When I run an Avast scan, it says Service is vulnerable to attacks from within your network. When I click on their recommended solution, they say to update the firmware. I've gone to the Netgear website and it says all is updated.
I recently vacationed in Colorado. I stayed at a private condo and used their wifi. I ran the Avast scan on my laptop. At my home, when I run the scan, I get the above warning. But at the CO condo, it gave me the A.O.K on all counts.
At my home, at any given time, I have six devices in my network. An Android television. Two iPhones. Two laptops. And two desktops.
Is the Avast scan saying my network is vulnerable to being hacked from outside my home? Or is it saying that the devices within my network are subject to being hacked by another device within my network?
Some device on your network may not be up to date?
In parameter - troubleshooting - port settings - check the box ignore local communications and / or remove port 80
Also, one of the laptops is running AVG. When I run a scan on that computer, ditto, no warning.
If that’s the case, then the warning only applies to devices already in my network?

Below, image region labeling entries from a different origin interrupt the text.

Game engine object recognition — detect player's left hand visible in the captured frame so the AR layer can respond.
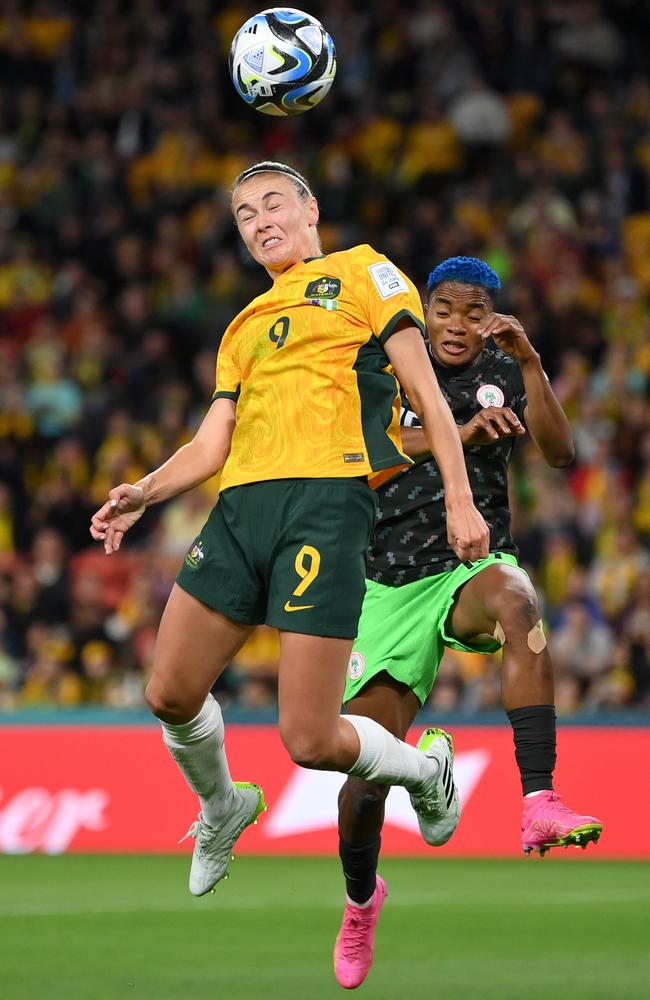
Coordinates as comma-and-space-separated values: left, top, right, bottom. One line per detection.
478, 313, 535, 364
445, 497, 490, 562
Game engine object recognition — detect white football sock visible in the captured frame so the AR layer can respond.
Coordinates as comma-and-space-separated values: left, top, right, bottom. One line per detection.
162, 694, 233, 827
343, 715, 439, 794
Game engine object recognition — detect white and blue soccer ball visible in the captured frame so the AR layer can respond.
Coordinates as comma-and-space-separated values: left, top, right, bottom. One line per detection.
230, 7, 336, 116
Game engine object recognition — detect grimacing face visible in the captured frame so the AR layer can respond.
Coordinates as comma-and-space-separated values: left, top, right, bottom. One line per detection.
426, 281, 493, 368
232, 171, 320, 278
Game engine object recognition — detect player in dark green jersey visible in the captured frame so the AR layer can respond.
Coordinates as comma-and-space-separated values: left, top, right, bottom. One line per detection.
335, 257, 602, 988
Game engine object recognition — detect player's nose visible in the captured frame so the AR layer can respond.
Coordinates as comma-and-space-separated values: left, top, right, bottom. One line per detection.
447, 315, 467, 336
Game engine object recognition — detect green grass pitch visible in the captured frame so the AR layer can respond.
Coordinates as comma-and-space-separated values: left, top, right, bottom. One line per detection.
0, 852, 650, 1000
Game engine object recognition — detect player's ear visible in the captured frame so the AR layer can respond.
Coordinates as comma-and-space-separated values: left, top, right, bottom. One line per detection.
308, 198, 320, 226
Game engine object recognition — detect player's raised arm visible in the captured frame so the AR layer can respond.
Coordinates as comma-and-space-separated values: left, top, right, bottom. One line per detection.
480, 313, 575, 469
90, 399, 236, 555
385, 325, 490, 561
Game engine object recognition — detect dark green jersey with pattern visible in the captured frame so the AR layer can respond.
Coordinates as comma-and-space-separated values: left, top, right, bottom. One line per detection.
367, 346, 526, 587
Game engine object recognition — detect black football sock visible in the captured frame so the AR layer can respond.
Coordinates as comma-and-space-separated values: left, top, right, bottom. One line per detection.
339, 837, 381, 903
508, 705, 556, 795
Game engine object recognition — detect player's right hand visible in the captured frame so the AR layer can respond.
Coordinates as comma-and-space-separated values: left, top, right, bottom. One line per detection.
90, 483, 145, 556
459, 406, 526, 444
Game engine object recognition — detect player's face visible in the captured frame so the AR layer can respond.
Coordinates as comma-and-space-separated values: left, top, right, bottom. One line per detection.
427, 281, 492, 368
232, 173, 320, 278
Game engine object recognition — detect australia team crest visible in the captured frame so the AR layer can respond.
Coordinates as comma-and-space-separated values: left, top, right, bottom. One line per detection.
185, 538, 205, 569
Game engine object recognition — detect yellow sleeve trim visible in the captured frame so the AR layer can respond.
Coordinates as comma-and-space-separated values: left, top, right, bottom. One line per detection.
212, 385, 241, 403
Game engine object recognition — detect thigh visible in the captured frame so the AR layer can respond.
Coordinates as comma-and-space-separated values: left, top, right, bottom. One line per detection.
346, 672, 420, 740
344, 577, 443, 705
266, 479, 375, 639
278, 632, 352, 737
448, 562, 534, 640
148, 584, 254, 718
176, 486, 266, 625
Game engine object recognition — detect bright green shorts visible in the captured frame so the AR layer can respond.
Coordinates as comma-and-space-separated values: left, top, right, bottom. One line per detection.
343, 552, 525, 704
176, 478, 377, 639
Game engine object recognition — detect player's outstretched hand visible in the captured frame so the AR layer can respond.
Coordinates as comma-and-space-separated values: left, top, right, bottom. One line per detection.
90, 483, 145, 556
447, 500, 490, 562
459, 406, 526, 444
478, 313, 535, 365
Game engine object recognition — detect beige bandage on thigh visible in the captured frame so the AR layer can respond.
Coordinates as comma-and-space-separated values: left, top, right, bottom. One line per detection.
528, 618, 546, 653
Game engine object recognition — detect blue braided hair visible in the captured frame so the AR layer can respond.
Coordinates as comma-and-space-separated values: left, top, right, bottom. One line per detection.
427, 257, 501, 295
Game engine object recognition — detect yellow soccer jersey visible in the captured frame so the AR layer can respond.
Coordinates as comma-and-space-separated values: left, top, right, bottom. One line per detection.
213, 246, 424, 490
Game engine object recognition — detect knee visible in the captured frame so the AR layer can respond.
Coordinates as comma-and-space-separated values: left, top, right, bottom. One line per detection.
280, 728, 331, 770
144, 680, 195, 725
492, 574, 542, 643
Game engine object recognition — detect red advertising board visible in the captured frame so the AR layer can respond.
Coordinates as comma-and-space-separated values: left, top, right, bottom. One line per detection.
0, 725, 650, 858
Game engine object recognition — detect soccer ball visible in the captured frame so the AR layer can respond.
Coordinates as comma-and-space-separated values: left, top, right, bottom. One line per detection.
230, 7, 336, 116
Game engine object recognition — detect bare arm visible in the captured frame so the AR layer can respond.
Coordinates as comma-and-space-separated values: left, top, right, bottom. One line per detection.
481, 313, 575, 469
402, 406, 526, 458
90, 399, 235, 555
385, 326, 490, 561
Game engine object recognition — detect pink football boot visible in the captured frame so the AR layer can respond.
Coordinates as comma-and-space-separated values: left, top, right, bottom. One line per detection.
521, 791, 603, 857
334, 875, 387, 990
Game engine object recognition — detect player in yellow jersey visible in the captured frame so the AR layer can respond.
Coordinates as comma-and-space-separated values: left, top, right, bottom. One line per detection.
91, 162, 488, 895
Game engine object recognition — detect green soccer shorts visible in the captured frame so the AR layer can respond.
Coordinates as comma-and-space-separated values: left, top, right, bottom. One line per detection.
176, 478, 377, 639
343, 552, 525, 704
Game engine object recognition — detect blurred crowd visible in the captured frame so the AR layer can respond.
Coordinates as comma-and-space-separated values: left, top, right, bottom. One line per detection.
0, 0, 650, 714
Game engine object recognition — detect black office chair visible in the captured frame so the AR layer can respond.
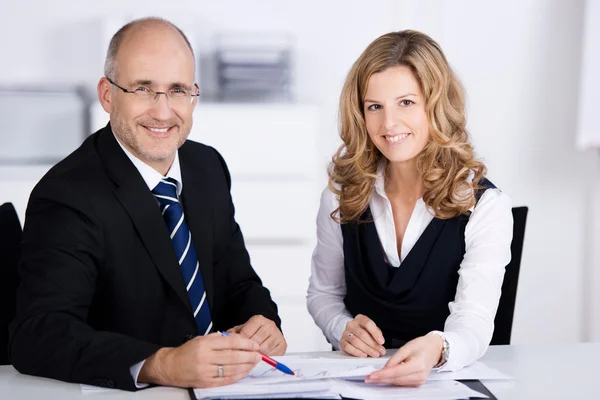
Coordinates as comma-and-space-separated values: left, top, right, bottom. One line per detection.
491, 207, 529, 344
0, 203, 22, 365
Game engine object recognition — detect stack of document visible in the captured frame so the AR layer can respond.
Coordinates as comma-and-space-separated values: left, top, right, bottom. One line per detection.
194, 353, 510, 400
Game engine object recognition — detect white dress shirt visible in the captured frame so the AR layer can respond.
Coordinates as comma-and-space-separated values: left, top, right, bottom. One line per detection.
307, 168, 513, 371
115, 136, 183, 389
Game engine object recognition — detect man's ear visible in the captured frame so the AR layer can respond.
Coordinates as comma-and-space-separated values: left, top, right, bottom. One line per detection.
98, 77, 113, 114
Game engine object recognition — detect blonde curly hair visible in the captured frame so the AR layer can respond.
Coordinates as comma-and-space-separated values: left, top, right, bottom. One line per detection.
329, 30, 486, 223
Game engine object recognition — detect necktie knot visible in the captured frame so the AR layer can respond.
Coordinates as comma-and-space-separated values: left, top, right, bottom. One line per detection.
152, 178, 179, 206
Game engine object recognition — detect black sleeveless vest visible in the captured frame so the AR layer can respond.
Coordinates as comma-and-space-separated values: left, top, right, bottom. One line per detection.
341, 179, 495, 348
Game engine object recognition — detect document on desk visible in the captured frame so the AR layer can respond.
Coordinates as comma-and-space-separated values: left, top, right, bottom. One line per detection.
194, 379, 487, 400
194, 356, 506, 400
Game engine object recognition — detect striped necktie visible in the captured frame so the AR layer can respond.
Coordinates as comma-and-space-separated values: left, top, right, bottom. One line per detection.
152, 178, 212, 335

Nobody uses any of my devices other than my wife and myself.
I do this by logging onto the Netgear website for my router’s configuration?
Maybe they just want you to install Avast on every computer on your network.
What device is it saying is vulnerable? This could be anything from an open port on the network to a protocol-based exploit. Does Avast provide any guidance on what’s being scanned?
But by putting a strong password on your network, you have prevented any unauthorized hackers from getting on to attack you. Avast can’t know this, all it sees is the local machine.
One thing you might check is if UPnP is enabled on the router/switch. UPnP is often enabled by default on consumer-grade routers, and it’s a BIG target for exploits.
Not exactly. Using a strong password on a single device doesn't protect all of the traffic going through the device. Switches/routers are just "dumb" devices that send traffic to and from a source and destination. If those devices are configured with transport controls such as port forwarding, you could have problems beyond the strong password.
True, but not relevant. In order for internal hackers to attack you, they have to get a non-routable subnet IP by connecting to the router. Then they can use an ARP shout to build their internal routing table, and try to connect to other devices without going through the gateway.
This is not relevant to internal attackers because when you connect to GRC, you are going through the router, and using NAT. An internal attacker could connect directly over the local subnet.
Whut? Internal hackers? It’s a home network. If they’re already inside, it’s a moot point.
You can ARP from any machine in the network, and presuming it’s a flat architecture (no VLANs), every device on the network is going to be in the ARP table. Not hard to determine endpoint addresses at that point. Gateway isn’t an issue, because a flat network is all Layer 2. No need for routing.
You said the strong password protected the network. Ingress to a network from the Internet is done through open ports. If a port or ports is open to the Internet (e.g. 80, 443, 445, 3389), they can be accessed without using the password associated to the router.